Despite ceasing contact, Cole will come to the defense of Samson if in the player's party in What Pride Had Wrought, and if his approval is too low from the player's choice with what to do with Maddox's body, he can't be swayed to move.
If the player asked Cullen to give Maddox a proper funeral, the player gains 3 points of approval. If not, the player loses three points.
Approval/Disproval:
Like Compassion!Cole, he favors mercy and helpfulness in the Inquisitor's decisions. However, he will be more likely to disprove of mercy shown to the Templars, save for Samson. It depends on who and what the decision is as to how much approval/disproval is gained. Quests that require you to hunt down and kill a certain number of Templars to get letters and things are how you can gain approval through violence.

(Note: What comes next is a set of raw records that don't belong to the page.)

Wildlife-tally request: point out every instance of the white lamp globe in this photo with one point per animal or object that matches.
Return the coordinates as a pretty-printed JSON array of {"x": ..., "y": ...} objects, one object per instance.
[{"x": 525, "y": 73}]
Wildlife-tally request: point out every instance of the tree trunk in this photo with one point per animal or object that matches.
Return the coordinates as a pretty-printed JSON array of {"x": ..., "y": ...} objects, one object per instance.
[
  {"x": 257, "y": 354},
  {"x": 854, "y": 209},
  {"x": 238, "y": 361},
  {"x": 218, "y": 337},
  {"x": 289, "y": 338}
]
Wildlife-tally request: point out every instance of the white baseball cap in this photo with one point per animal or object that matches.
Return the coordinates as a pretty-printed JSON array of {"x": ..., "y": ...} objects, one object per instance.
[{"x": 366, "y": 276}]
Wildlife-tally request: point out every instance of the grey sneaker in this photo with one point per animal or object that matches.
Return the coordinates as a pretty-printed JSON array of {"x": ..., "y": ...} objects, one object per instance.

He will not approve of letting Celene die, nor will he if you put Gaspard in power by himself. He has no approval/disproval of Briala ruling alongside Celene or Celene ruling alone. He favors the three of them working together, even though it requires blackmail to do so.
As for other decisions, they follow Compassion!Cole's approval/disproval.
The approval/disproval for Maddox is already listed above.
He can be romanced, and his personal quests surround him healing from his trauma in the Spire and the abuse he was subjected to in his youth. There is no marriage scene in Trespasser. He can be romanced by any gender.
Saving/Stopping Solas:
He approves of either choice, to save Solas (+3) or to stop him by any means necessary (+1). He understands the importance of stopping Solas from bringing down the veil. However, Solas was still his friend, and he didn't want anything terrible to happen to him unless absolutely necessary.